I've no experience with mice, but what I do when the mums of my rabbits don't have milk to feed or they get too cold, I keep them in my pocket as that is the fastest and safest way to warm them. (A jacket pocket, loose, don't want to squish them.. )
Body heat is the best thing, I find.
Since he is so tiny, I would use a dropper for water if he won't drink on his own.. that's all I can really think of. Could you post a picture? Seeing about how old he is might help.
Ya I know, when we brought him in he was moving around a lot and he was sitting upright acting normal in the skimmer so I'm hopful he'll live obviously like you said they're fragile... I was just hoping maybe someone had some pointers even though his situation is bleak. Thanks for replying back though speed racer
Ya I'll see what I can do... I put him ontop of a heater pad the type you plug in I didn't want to touch him incase his family will reject him or something (No idea the inner functioning of mice relationships) he's laying next to me though so if he does die I guess i'll be here for him poor thing... He seems a bit older than pure baby he's a bit bigger than a quarter
Foxes, domestic bred animals are very different than their wild cousins. Mice and rabbits born wild don't do well trying to be raised by humans. The shock to their systems is too great.

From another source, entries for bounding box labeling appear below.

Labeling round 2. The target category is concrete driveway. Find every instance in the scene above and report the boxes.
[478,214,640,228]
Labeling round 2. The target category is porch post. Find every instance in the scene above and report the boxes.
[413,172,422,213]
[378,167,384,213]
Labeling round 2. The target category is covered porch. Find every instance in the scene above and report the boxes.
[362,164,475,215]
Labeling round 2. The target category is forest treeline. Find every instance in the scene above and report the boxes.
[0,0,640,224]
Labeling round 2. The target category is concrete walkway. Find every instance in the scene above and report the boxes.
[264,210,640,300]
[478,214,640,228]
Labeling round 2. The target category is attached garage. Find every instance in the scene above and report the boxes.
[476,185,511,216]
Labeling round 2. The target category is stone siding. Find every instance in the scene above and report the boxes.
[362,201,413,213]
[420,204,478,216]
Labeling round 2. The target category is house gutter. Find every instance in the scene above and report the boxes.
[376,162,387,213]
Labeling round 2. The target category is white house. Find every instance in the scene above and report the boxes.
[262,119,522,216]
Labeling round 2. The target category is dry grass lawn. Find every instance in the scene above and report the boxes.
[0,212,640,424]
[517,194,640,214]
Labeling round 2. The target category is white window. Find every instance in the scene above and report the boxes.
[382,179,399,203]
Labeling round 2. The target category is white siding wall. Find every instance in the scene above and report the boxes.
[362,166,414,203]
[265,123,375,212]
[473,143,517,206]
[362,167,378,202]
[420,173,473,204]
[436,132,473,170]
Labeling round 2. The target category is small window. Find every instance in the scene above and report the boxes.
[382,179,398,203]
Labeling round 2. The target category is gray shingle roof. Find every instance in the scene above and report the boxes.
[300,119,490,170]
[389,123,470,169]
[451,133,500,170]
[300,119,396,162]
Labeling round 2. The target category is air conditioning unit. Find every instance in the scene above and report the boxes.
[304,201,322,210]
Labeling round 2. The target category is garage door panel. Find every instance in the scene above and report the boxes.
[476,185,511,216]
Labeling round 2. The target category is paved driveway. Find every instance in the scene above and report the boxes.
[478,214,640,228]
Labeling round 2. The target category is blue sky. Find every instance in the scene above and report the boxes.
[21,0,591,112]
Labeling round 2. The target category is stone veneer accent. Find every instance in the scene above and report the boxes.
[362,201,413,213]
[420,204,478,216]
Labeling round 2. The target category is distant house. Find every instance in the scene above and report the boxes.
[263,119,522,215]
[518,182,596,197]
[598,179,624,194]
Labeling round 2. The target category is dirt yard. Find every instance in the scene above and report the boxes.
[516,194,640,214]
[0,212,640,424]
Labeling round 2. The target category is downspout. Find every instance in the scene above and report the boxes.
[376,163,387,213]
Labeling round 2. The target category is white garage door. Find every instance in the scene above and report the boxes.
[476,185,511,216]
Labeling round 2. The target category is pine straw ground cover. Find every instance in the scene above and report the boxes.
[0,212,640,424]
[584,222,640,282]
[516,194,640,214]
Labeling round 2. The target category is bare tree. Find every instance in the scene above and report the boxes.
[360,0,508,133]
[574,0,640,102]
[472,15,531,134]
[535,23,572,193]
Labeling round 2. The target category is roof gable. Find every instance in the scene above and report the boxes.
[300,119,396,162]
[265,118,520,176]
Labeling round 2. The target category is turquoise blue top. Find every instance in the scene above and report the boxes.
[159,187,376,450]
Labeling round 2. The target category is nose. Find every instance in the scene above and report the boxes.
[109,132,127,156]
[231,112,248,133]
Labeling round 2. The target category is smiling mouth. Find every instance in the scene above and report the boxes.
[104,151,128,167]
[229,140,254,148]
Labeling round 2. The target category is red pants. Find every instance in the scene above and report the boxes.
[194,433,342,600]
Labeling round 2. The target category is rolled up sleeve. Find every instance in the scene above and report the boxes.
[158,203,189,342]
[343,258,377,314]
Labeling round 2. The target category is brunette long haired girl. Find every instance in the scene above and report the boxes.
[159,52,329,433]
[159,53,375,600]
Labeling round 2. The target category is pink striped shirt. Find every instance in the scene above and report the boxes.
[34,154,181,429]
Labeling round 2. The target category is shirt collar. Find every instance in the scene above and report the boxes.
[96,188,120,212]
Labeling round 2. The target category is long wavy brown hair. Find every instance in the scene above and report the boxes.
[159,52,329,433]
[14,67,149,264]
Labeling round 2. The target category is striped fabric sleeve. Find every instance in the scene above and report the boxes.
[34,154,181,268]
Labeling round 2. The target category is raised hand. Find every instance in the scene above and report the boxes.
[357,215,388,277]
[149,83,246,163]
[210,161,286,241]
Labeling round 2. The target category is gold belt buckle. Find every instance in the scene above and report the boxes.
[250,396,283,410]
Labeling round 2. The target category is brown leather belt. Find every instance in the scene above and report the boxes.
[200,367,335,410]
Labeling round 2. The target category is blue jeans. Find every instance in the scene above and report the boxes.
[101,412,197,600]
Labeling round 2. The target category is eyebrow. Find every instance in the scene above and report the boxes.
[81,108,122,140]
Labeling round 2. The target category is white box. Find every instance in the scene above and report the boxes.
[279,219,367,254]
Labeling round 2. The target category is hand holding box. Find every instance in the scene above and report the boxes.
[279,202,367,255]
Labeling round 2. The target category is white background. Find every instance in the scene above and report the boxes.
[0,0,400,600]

It's sweet that you want to help it OP, but even though your heart's in the right place, there's not a lot you can do for it. Even if its mother found it, it would still probably die. Mortality rates among wild small, furry animals are very high.

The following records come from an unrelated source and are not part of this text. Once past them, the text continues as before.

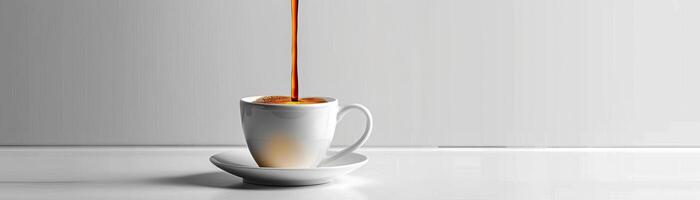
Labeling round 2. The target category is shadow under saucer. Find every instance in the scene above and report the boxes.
[156,172,326,190]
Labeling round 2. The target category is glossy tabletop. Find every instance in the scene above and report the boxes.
[0,147,700,200]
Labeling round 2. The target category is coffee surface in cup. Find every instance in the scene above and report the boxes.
[255,96,328,105]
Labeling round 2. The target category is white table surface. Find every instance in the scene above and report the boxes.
[0,147,700,200]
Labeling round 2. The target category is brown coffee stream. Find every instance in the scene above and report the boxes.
[291,0,299,101]
[255,96,327,105]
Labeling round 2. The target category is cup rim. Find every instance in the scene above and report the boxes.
[241,95,338,108]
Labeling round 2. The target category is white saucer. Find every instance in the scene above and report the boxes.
[209,151,367,186]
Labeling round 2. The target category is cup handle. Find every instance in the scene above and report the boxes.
[321,104,372,164]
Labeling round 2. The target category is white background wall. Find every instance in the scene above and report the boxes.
[0,0,700,146]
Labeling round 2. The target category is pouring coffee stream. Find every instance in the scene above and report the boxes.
[291,0,299,101]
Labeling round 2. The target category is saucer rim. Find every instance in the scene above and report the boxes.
[209,151,369,171]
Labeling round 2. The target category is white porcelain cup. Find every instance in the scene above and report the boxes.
[241,96,372,168]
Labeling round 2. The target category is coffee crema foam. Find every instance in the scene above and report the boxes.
[254,96,328,105]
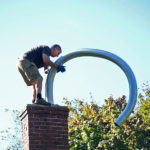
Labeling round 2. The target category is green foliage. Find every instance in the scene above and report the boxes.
[65,84,150,150]
[0,109,22,150]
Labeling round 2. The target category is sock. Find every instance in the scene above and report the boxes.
[37,93,42,99]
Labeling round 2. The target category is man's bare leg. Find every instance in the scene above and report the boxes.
[35,76,43,94]
[32,82,36,103]
[35,76,50,105]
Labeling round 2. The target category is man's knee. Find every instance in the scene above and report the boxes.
[38,76,43,82]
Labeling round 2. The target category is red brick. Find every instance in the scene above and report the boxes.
[20,105,69,150]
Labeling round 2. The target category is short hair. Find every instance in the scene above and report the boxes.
[51,44,62,51]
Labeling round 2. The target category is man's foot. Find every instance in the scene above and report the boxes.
[35,98,51,105]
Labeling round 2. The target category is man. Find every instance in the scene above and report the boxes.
[18,44,65,105]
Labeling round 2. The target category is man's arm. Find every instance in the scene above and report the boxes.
[42,53,58,68]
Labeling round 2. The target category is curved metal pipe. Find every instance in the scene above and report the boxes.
[45,49,137,126]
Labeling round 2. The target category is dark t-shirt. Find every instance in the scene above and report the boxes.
[23,46,51,68]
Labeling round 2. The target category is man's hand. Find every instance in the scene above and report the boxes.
[44,69,49,74]
[57,65,66,72]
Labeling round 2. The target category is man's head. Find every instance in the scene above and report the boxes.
[51,44,62,57]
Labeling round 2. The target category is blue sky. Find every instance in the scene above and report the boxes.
[0,0,150,145]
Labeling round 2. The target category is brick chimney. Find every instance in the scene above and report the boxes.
[20,104,69,150]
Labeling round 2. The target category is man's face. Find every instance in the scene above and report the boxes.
[52,48,61,57]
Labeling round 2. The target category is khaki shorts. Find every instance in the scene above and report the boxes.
[17,59,41,86]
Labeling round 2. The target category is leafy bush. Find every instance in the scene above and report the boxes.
[64,86,150,150]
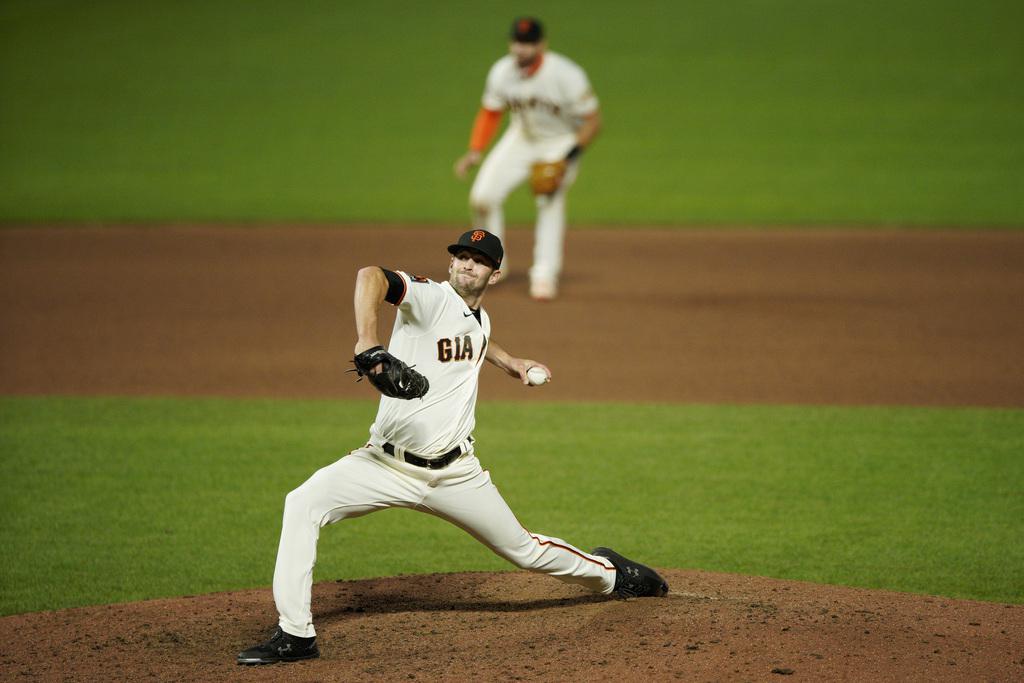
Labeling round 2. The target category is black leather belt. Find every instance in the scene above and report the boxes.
[381,443,462,470]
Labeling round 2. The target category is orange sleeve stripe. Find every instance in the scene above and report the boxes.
[469,106,502,152]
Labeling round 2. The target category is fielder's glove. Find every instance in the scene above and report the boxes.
[349,346,430,399]
[529,159,568,195]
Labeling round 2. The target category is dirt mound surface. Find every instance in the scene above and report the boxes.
[0,569,1024,681]
[0,226,1024,681]
[0,226,1024,407]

Alright so should I keep it on the heat pad or would it be best to let it outside? I know he's likely to die I still think he's got a chance though so if I were to give him the best fighting chance he's got is it for him to rest and dry off or should I take him to where I know he lives?

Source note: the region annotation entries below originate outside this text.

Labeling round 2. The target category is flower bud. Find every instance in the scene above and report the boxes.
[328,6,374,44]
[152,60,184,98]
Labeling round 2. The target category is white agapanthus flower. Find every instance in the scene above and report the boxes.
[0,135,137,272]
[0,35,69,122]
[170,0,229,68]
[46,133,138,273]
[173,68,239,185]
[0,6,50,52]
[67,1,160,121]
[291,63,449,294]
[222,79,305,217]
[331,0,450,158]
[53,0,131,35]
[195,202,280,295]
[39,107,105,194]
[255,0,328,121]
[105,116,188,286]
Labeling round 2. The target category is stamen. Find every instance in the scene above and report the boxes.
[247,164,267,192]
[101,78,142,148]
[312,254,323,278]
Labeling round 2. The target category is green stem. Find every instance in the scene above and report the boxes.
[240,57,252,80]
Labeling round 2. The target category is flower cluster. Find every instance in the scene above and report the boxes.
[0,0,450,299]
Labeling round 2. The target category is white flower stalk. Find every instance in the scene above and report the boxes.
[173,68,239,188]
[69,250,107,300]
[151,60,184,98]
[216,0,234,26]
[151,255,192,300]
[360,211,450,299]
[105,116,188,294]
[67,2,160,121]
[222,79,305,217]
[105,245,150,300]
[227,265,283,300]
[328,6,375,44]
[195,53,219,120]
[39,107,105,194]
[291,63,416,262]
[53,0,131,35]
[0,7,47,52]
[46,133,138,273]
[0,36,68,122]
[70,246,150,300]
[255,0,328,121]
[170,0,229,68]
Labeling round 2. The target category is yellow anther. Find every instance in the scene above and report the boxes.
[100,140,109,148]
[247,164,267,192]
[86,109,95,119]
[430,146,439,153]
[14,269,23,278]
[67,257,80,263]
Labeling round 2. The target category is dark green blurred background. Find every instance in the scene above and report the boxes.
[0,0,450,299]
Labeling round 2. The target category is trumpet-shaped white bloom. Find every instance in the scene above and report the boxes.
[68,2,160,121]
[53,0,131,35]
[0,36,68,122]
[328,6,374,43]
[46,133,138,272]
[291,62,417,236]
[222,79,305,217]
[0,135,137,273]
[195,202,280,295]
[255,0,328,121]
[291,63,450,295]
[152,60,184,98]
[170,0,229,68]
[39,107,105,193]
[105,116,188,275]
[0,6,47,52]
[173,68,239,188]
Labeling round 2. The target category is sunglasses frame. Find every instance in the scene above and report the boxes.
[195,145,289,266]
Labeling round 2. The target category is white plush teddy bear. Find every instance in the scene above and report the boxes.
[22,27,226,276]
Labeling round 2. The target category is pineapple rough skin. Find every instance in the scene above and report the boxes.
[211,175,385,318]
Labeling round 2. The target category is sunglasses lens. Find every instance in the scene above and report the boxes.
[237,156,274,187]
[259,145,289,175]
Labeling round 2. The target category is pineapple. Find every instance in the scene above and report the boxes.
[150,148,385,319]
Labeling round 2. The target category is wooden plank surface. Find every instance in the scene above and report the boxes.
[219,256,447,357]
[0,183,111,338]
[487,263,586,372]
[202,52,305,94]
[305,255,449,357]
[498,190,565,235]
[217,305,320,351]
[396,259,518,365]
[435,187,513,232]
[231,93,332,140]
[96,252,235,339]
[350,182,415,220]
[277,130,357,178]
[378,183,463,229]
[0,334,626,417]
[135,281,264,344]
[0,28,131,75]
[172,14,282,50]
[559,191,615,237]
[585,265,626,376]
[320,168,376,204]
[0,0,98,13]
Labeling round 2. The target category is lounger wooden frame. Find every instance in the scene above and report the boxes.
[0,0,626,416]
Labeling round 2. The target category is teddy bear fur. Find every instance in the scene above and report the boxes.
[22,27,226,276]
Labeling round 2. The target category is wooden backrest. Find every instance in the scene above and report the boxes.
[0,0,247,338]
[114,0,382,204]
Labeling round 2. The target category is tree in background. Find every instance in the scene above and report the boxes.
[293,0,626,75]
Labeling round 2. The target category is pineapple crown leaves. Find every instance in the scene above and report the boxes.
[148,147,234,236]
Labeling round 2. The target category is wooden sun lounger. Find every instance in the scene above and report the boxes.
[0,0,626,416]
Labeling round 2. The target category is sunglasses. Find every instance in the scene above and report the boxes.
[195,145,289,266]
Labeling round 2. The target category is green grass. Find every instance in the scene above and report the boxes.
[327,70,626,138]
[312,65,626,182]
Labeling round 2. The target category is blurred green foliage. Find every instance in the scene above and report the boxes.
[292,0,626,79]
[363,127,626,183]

Yay so I went to take a picture of the little guy and he jumped right up when I moved the blanket from him a little bit and started to eat some lettuce ... I think I'm going to release him like you said sinsin probably in the next couple hours at most with how he's suddenly acting, he's grooming himself/resting again
Do not give a mouse to much lettuce, it has few things they need other than water. Lots of hay, a ready supply of water (a small dish with small rocks (so he doesn't get wet falling in)) and a small handful of untreated grass (some weeds are good too). Wild mice don't make good pets, and if he has hair and moving around better to let him go, mice can hop over 8 inches in the air straight up, so don't be surprised once he is feeling better he hops out and runs away, they can and do squeeze through holes small as the end of your little finger, if they can fit their head the body will follow.